What’s the take home message here? Don’t ignore library prep costs when estimating per-sample costs of the wet lab work. Unlike a fictional lab featured on CSI: Miami – we do not just put a raw sample in a sequencer and get results without a lot of hard work conducted by highly trained people. Wet lab work costs time and money – even the ‘latest and greatest’ DNA sequencer won’t solve that problem. Last but not least – it is worth reiterating that I haven’t even included the costs associated with downstream data analyses. Once you have the sequence data in hand, the party is only beginning and it can take months of effort to fully analyze the dataset that was generated over a few days.
1: I’m using $30 per hour as a low estimate here. At my university, this is equivalent to a ‘take home’ annual salary of $44K once you take into account fringe benefits (~1/3rd of salary).
2: These cost estimates are for a MiSeq run. Other sequencing platforms (e.g. the Illumina HiSeq 4000) could have lower sequencing costs per sample, but MiSeqs (or equivalent) are widely used for these sorts of sequencing efforts given their availability, longer read lengths, shorter run times, and suitability for low-complexity amplicon sequencing. Plus, it is rare that we have enough samples or primer combinations to justify far higher data output per run.

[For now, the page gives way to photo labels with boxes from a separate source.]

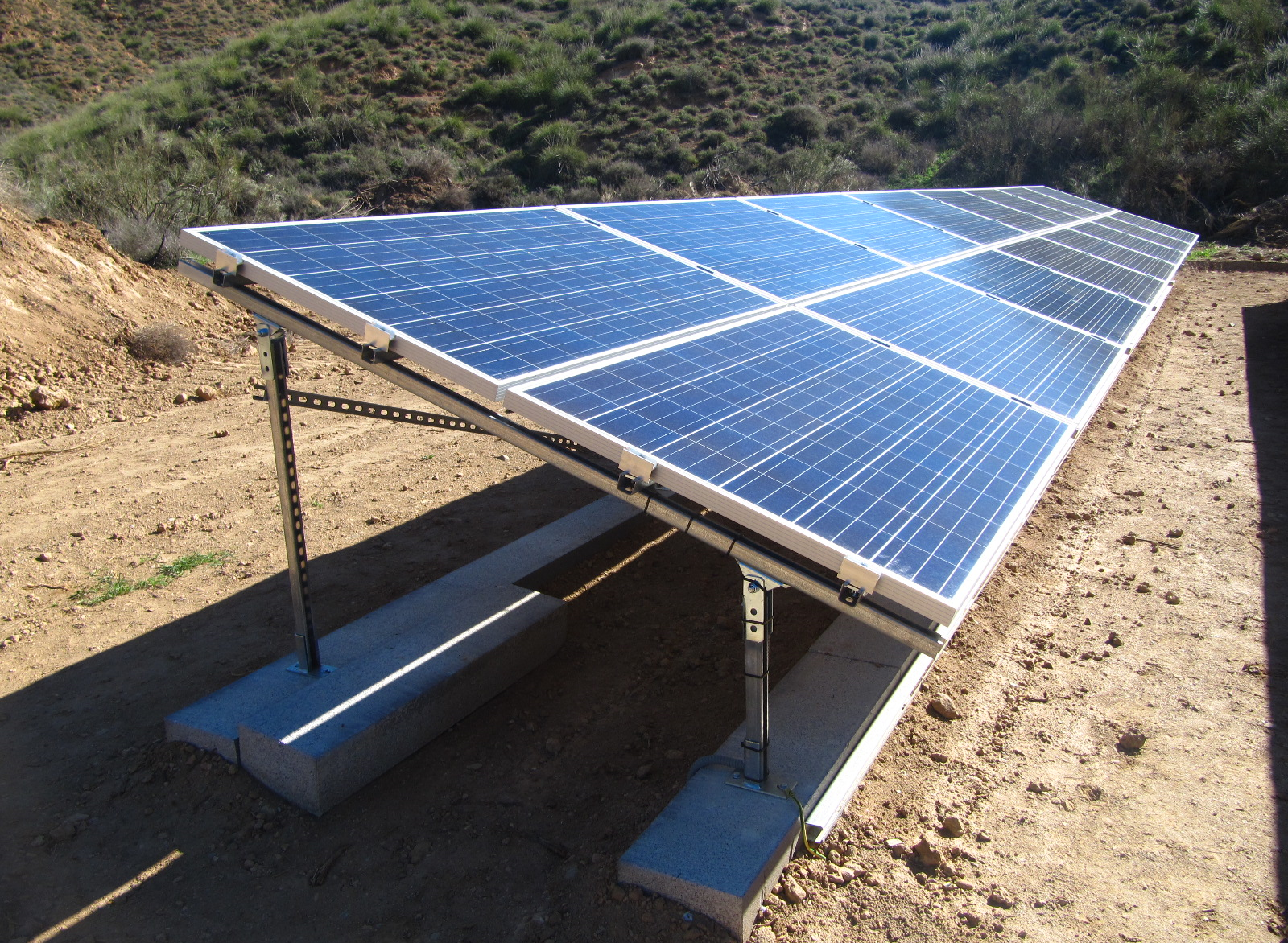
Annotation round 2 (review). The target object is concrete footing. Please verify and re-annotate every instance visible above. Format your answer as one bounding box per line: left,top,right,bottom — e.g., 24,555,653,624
618,616,934,941
166,497,638,815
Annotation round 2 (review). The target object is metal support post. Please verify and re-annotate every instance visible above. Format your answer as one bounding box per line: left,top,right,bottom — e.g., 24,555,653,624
738,562,783,783
255,319,324,675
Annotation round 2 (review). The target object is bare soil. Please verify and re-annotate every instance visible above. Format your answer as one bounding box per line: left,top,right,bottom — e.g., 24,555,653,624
0,200,1288,943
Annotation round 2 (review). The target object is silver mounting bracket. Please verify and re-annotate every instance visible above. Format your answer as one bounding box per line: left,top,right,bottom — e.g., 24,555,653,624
836,554,881,606
213,249,250,289
362,322,394,364
725,772,796,802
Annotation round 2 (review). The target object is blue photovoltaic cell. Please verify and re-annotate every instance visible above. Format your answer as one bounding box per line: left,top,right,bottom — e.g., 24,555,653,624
1112,210,1194,246
1065,223,1189,268
1020,187,1114,216
809,274,1118,418
193,208,766,379
1100,212,1194,253
1002,240,1163,302
934,253,1146,343
576,200,900,299
854,191,1024,245
528,311,1067,596
1042,229,1176,279
749,193,975,266
921,189,1051,232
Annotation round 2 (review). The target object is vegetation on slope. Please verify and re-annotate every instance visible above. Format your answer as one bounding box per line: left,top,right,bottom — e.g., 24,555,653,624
4,0,1288,259
0,0,328,128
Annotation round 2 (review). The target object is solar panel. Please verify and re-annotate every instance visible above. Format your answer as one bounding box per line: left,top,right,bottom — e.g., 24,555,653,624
177,208,766,398
747,193,975,264
855,191,1024,245
183,187,1194,624
507,305,1067,607
1003,240,1163,302
576,200,900,299
932,253,1148,341
923,189,1051,232
810,274,1119,418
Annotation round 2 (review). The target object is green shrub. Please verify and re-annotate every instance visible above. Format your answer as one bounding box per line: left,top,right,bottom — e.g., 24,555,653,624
765,105,827,147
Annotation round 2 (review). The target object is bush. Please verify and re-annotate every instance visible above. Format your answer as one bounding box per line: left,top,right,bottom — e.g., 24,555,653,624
105,216,179,268
765,105,827,147
125,323,192,364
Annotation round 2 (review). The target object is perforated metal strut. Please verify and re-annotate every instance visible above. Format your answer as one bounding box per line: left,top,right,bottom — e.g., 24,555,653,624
738,563,783,783
255,321,324,675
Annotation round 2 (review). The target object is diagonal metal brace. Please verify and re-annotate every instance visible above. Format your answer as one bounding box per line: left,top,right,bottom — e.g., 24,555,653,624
253,383,577,450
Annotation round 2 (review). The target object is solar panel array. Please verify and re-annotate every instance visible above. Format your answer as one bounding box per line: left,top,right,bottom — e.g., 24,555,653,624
184,187,1194,624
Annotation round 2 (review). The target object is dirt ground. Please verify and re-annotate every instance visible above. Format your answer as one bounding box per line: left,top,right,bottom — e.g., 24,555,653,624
0,206,1288,943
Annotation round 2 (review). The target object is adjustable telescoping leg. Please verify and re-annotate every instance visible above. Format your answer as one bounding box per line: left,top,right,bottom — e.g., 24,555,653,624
255,318,324,675
738,563,783,783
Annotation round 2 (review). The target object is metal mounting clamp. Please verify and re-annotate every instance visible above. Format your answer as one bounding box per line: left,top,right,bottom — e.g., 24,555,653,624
836,554,881,606
213,249,250,289
362,322,394,364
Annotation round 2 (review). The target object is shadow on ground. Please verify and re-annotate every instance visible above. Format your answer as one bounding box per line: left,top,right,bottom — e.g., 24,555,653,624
1243,302,1288,916
0,467,832,943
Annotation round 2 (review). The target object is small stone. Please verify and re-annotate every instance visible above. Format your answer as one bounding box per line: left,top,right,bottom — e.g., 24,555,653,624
912,835,944,868
984,885,1015,909
782,877,809,903
31,386,72,410
930,694,961,720
1118,731,1145,752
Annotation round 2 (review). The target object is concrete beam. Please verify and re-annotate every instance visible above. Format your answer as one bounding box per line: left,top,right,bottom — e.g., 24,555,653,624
166,497,640,814
618,616,934,941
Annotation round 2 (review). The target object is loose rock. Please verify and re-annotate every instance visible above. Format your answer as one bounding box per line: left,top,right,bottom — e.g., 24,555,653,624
930,694,961,720
31,386,72,410
985,885,1015,909
782,879,809,903
912,835,944,868
1118,731,1145,752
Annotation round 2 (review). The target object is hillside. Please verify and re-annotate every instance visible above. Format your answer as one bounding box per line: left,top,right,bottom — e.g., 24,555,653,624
0,198,1288,943
0,0,327,128
2,0,1288,253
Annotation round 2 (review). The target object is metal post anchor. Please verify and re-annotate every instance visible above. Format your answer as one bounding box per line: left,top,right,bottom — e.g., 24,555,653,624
738,562,783,793
255,318,330,675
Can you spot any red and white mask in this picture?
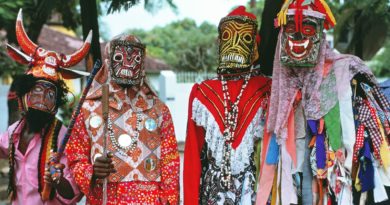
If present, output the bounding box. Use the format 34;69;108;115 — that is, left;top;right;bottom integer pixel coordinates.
109;35;145;85
7;10;92;81
23;80;57;114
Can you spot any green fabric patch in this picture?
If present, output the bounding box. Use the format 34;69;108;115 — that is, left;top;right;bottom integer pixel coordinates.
324;102;341;151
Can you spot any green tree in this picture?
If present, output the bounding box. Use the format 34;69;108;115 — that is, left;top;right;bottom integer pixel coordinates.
103;0;177;13
331;0;390;60
128;19;218;72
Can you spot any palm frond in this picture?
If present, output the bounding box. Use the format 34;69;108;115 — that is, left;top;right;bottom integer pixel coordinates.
102;0;177;14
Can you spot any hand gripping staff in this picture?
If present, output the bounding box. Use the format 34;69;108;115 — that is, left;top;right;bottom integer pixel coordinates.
42;60;101;201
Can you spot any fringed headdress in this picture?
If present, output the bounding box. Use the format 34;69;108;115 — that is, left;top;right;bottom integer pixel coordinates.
275;0;336;30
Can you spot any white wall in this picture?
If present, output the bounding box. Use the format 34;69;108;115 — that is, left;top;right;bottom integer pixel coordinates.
159;71;194;142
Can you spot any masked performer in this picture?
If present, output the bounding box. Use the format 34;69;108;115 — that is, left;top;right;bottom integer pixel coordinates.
0;11;91;204
184;6;271;205
256;0;390;205
66;35;179;204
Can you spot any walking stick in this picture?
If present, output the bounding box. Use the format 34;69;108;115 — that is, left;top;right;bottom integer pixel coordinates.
102;84;109;205
42;60;101;201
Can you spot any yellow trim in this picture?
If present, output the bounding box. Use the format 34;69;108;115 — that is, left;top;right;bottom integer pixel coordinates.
320;0;336;25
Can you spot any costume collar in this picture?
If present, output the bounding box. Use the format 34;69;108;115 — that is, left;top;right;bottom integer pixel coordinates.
86;78;155;111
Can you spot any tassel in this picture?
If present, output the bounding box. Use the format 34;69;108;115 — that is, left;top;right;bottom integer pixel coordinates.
316;134;326;169
265;134;279;165
320;0;336;26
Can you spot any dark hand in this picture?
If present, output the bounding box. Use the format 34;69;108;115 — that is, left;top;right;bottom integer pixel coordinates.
93;153;116;179
44;163;65;186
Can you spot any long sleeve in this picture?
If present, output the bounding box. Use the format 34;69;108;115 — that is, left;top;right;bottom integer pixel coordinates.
183;84;205;205
0;131;9;159
65;114;93;195
160;106;180;205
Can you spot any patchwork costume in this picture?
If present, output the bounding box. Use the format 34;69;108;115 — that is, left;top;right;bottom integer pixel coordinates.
0;11;91;204
256;0;390;205
183;6;271;205
66;35;179;204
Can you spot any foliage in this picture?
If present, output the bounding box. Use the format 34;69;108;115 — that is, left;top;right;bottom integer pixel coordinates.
331;0;390;60
369;40;390;78
0;0;80;77
102;0;177;13
128;19;218;71
246;0;265;22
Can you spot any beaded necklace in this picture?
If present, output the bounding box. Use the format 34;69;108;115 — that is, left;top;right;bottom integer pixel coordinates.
221;72;251;189
8;118;62;200
108;112;142;152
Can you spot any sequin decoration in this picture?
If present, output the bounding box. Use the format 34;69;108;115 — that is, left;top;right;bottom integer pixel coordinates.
145;118;157;132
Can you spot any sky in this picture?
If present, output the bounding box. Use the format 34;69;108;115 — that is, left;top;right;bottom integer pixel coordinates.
101;0;249;37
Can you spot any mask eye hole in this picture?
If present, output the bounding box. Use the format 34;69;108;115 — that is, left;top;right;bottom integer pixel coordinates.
284;23;296;34
112;53;123;62
222;31;230;41
49;91;54;99
34;86;42;92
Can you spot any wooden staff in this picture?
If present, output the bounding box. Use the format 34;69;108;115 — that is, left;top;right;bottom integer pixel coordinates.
42;60;101;201
102;84;109;205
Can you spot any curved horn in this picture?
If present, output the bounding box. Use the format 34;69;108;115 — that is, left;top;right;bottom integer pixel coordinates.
16;9;38;56
61;30;92;68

3: Per-sample costs can go up appreciably if one is running just a few samples at a time or if the samples need to be processed prior to DNA extraction. For example, aseptically cutting air or water filters can take a lot of time as does sub-sampling a large pile of frozen feces (or so I’ve heard). Plus, if the samples are not well-organized, it can often incur a substantial amount of time (and mental anguish) to read poor handwriting on small tubes and keep track of what samples are going into what wells. These sample organization steps are clearly important and cannot be rushed.
4: Liquid-handling robots are expensive, they often don’t work as well as we would like for many sample types and they need to be monitored closely to avoid catastrophic failures. In our experience, when all is said and done, a well-trained researcher armed with a multi-channel pipettor can be just as fast and arguably generate higher quality data than liquid-handling robots. I, for one, do not welcome our robot overlords.